Insomma, un sistema che al netto dell’intoppo accaduto pochi giorni fa a Torino a causa di un guasto alla centrale della Telecom, da alcuni mesi funziona nelle province (dove i vecchi numeri sono stati lasciati attivi anche se le chiamate vengono girate automaticamente alla centrale operativa) e il completamento della rete regionale arriva proprio con l’area metropolitana torinese.

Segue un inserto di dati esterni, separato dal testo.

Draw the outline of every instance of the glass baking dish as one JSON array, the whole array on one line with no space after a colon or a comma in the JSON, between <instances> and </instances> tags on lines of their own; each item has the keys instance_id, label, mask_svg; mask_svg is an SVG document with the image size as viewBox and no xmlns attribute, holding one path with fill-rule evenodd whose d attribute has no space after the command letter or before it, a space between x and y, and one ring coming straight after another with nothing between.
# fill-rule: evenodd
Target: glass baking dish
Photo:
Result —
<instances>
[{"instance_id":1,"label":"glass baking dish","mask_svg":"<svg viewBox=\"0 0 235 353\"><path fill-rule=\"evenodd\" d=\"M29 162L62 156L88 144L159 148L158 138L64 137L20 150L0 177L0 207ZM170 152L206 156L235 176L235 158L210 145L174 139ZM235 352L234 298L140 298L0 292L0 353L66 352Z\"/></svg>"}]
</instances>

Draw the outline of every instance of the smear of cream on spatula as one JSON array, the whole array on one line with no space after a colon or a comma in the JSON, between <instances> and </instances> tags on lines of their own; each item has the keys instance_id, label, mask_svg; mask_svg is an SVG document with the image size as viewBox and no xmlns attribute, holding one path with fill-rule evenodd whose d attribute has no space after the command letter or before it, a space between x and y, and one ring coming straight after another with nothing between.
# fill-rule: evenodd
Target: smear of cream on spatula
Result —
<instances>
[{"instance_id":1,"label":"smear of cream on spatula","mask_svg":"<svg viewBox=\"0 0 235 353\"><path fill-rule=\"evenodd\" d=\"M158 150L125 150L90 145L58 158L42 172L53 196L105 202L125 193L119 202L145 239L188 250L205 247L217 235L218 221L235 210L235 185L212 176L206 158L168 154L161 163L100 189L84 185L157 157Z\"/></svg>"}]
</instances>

Un sistema che, però, non piace a una parte dei medici di cui si fa portavoce il sindacato Fimmg che mette in relazione le non poche dimissioni di professionisti impiegati nel servizio proprio con l’attivazione del numero unico. “Un progetto che sta dimostrando limiti e criticità importanti e gravi”, scrive in una nota il segretario regionale del comparto di continuità assistenziale del sindacato, Alessandro Dabbene. “Un sistema troppo rigido e intralciante di cui non se ne sentiva affatto il bisogno”, per il segretario regionale della Fimmg Roberto Venesia. “Qui viene ridotta l’autonomia organizzativa del medico. Non sono contrario in linea di principio – spiega Venesia – ma mi pare che quello che doveva essere lo spirito della normativa non prevedeva una regolamentazione così rigida sugli interventi medici. L’impressione e che, invece, venga usato in questo modo e là dove il servizio funzionava bene non si sentiva l’esigenza di questa innovazione e dove c’erano criticità non vengono risolte”. 

Di avviso diametralmente opposto l’altro sindacato dei medici di medicina generale: “devono essere chiare le responsabilità di chi vuole contribuire a modernizzare il servizio di continuità assistenziale e chi invece vuole continuare a difendere un modello che risale al 1979”, sostiene Antonio Barillà, segretario regionale dello Smi. “La Regione deve proseguire con la modernizzazione e la messa in opera di un servizio innovativo ha una serie di vantaggi per il cittadini, dalla rapidità della risposta al monitoraggio del servizio fornito con la registrazione delle comunicazioni, utile in caso di contestazioni e non di meno per verificare l’efficienza del servizio stesso. E non dimentichiamo – aggiunge Barillà – che la centrale operativa è un importante supporto per i medici in tema di sicurezza con una procedura di allerta immediata delle forze dell’ordine in caso di necessità”.

Il tema dell’abbandono da parte di molti medici, nonostante in Piemonte da quasi vent’anni alla paga oraria di circa 23 euro lordi l’ora si aggiunge un incremento di 7 euro deciso nel 2002 dalla Regione e sempre mantenuto, resta un problema grave. Quanto pesa su queste decisioni e sulle proteste di una parte dei camici bianchi il nuovo sistema e la sua caratteristica di seguire passo passo ogni fase della procedura, dalla chiamata del cittadino alla conclusione dell’intervento, tenendone traccia?